Ringfort, Balloor, Co. Mayo
Co. Mayo |
Ringforts
In a pasture field at Balloor in County Mayo, a barely perceptible circular swelling in the ground hints at something far older than the grass growing over it.
The raised area measures roughly 34 metres across from east to west, sitting on the eastern slope of a gentle rise, and it lifts only fractionally above the surrounding field level. Easy to walk past without a second glance, it is the kind of feature that rewards those who know what they are looking for.
The site is classified as a possible ringfort, the qualification reflecting how little of the original structure now protrudes above ground.

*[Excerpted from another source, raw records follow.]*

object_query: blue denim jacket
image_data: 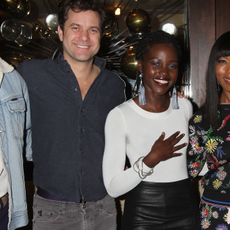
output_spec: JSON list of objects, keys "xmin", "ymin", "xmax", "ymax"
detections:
[{"xmin": 0, "ymin": 58, "xmax": 32, "ymax": 230}]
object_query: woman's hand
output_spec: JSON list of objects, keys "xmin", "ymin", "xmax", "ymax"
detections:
[{"xmin": 143, "ymin": 131, "xmax": 187, "ymax": 168}]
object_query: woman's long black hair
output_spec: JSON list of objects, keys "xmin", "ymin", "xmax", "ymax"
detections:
[{"xmin": 203, "ymin": 31, "xmax": 230, "ymax": 129}]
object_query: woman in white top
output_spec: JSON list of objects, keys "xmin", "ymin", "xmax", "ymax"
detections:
[{"xmin": 103, "ymin": 30, "xmax": 200, "ymax": 230}]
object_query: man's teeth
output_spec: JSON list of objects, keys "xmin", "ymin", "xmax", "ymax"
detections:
[
  {"xmin": 154, "ymin": 79, "xmax": 168, "ymax": 84},
  {"xmin": 77, "ymin": 45, "xmax": 88, "ymax": 48}
]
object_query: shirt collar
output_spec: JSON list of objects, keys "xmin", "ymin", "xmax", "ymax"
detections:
[
  {"xmin": 55, "ymin": 52, "xmax": 106, "ymax": 72},
  {"xmin": 0, "ymin": 58, "xmax": 14, "ymax": 86}
]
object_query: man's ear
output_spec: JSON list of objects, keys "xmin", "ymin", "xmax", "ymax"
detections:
[{"xmin": 58, "ymin": 25, "xmax": 63, "ymax": 42}]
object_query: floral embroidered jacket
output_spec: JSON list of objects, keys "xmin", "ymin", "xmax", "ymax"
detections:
[{"xmin": 187, "ymin": 104, "xmax": 230, "ymax": 203}]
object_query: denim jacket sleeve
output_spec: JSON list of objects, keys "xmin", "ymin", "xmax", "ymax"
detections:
[
  {"xmin": 2, "ymin": 70, "xmax": 32, "ymax": 161},
  {"xmin": 20, "ymin": 74, "xmax": 32, "ymax": 161},
  {"xmin": 0, "ymin": 69, "xmax": 32, "ymax": 229}
]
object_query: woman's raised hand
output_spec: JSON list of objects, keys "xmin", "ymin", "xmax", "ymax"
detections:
[{"xmin": 143, "ymin": 131, "xmax": 187, "ymax": 168}]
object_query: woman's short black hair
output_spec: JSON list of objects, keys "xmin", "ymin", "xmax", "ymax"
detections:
[
  {"xmin": 136, "ymin": 30, "xmax": 181, "ymax": 61},
  {"xmin": 133, "ymin": 30, "xmax": 181, "ymax": 96}
]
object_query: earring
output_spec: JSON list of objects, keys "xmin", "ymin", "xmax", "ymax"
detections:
[
  {"xmin": 138, "ymin": 73, "xmax": 146, "ymax": 106},
  {"xmin": 172, "ymin": 85, "xmax": 179, "ymax": 109},
  {"xmin": 217, "ymin": 82, "xmax": 220, "ymax": 92}
]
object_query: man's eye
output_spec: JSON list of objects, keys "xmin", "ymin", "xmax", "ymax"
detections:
[{"xmin": 91, "ymin": 29, "xmax": 98, "ymax": 33}]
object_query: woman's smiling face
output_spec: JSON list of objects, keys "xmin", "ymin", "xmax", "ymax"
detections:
[
  {"xmin": 216, "ymin": 56, "xmax": 230, "ymax": 102},
  {"xmin": 138, "ymin": 41, "xmax": 179, "ymax": 98}
]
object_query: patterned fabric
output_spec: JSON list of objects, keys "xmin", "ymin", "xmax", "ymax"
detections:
[
  {"xmin": 187, "ymin": 104, "xmax": 230, "ymax": 229},
  {"xmin": 200, "ymin": 199, "xmax": 230, "ymax": 229}
]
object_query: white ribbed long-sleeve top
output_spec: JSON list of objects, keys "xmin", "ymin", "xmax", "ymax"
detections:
[{"xmin": 103, "ymin": 97, "xmax": 193, "ymax": 198}]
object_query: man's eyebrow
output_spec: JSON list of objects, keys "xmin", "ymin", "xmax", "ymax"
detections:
[
  {"xmin": 69, "ymin": 23, "xmax": 100, "ymax": 31},
  {"xmin": 69, "ymin": 23, "xmax": 80, "ymax": 27}
]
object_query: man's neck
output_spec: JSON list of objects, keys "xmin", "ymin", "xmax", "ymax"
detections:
[
  {"xmin": 66, "ymin": 57, "xmax": 100, "ymax": 100},
  {"xmin": 66, "ymin": 57, "xmax": 95, "ymax": 80}
]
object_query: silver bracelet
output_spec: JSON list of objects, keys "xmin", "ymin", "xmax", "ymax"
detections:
[{"xmin": 133, "ymin": 157, "xmax": 153, "ymax": 179}]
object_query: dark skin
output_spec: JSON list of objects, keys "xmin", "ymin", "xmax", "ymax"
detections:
[{"xmin": 134, "ymin": 41, "xmax": 187, "ymax": 168}]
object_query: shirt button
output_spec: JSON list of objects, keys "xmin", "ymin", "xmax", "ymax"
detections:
[
  {"xmin": 67, "ymin": 70, "xmax": 70, "ymax": 73},
  {"xmin": 75, "ymin": 88, "xmax": 78, "ymax": 92},
  {"xmin": 81, "ymin": 150, "xmax": 84, "ymax": 154},
  {"xmin": 81, "ymin": 109, "xmax": 84, "ymax": 112},
  {"xmin": 81, "ymin": 129, "xmax": 84, "ymax": 132},
  {"xmin": 81, "ymin": 171, "xmax": 83, "ymax": 175}
]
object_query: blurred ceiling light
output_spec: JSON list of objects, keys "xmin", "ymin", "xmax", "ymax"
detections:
[
  {"xmin": 45, "ymin": 14, "xmax": 58, "ymax": 33},
  {"xmin": 160, "ymin": 22, "xmax": 177, "ymax": 35},
  {"xmin": 115, "ymin": 7, "xmax": 121, "ymax": 16}
]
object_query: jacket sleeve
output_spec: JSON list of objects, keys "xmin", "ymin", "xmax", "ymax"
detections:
[
  {"xmin": 18, "ymin": 72, "xmax": 32, "ymax": 161},
  {"xmin": 187, "ymin": 112, "xmax": 207, "ymax": 178}
]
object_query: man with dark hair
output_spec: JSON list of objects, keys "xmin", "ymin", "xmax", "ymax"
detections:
[{"xmin": 17, "ymin": 0, "xmax": 125, "ymax": 229}]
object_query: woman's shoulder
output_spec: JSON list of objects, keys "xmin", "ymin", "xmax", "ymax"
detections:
[
  {"xmin": 178, "ymin": 97, "xmax": 192, "ymax": 107},
  {"xmin": 189, "ymin": 106, "xmax": 208, "ymax": 127},
  {"xmin": 107, "ymin": 99, "xmax": 132, "ymax": 116},
  {"xmin": 177, "ymin": 97, "xmax": 193, "ymax": 117},
  {"xmin": 190, "ymin": 105, "xmax": 204, "ymax": 118},
  {"xmin": 114, "ymin": 98, "xmax": 134, "ymax": 110}
]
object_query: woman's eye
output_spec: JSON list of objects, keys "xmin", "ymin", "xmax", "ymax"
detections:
[
  {"xmin": 217, "ymin": 59, "xmax": 227, "ymax": 64},
  {"xmin": 151, "ymin": 62, "xmax": 160, "ymax": 66},
  {"xmin": 169, "ymin": 64, "xmax": 177, "ymax": 69}
]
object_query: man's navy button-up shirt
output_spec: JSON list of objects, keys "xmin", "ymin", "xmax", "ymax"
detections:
[{"xmin": 17, "ymin": 53, "xmax": 126, "ymax": 202}]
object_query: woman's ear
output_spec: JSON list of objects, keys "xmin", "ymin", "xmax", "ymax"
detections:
[{"xmin": 138, "ymin": 59, "xmax": 142, "ymax": 73}]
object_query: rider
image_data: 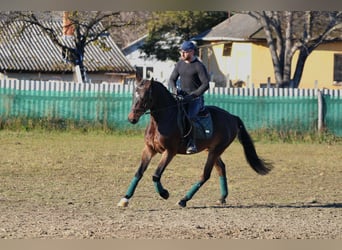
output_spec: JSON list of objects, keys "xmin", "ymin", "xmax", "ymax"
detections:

Ringforts, known in Irish as raths or cashels depending on whether they were built from earthen banks or stone, were the most common form of rural settlement in early medieval Ireland, typically dating from around the fifth to the twelfth centuries. They served as enclosed farmsteads, the enclosing bank providing a degree of security for a family and their livestock. At Balloor, even that defining bank has been reduced to the gentlest of suggestions, worn down over centuries of agriculture until the circular plan survives more as a slight topographical memory than as any dramatic earthwork. The site was documented in a 1994 archaeological survey of the Ballinrobe district, which covers the broader landscape around Lough Mask and Lough Carra, a region with a notably dense concentration of early historic and prehistoric remains.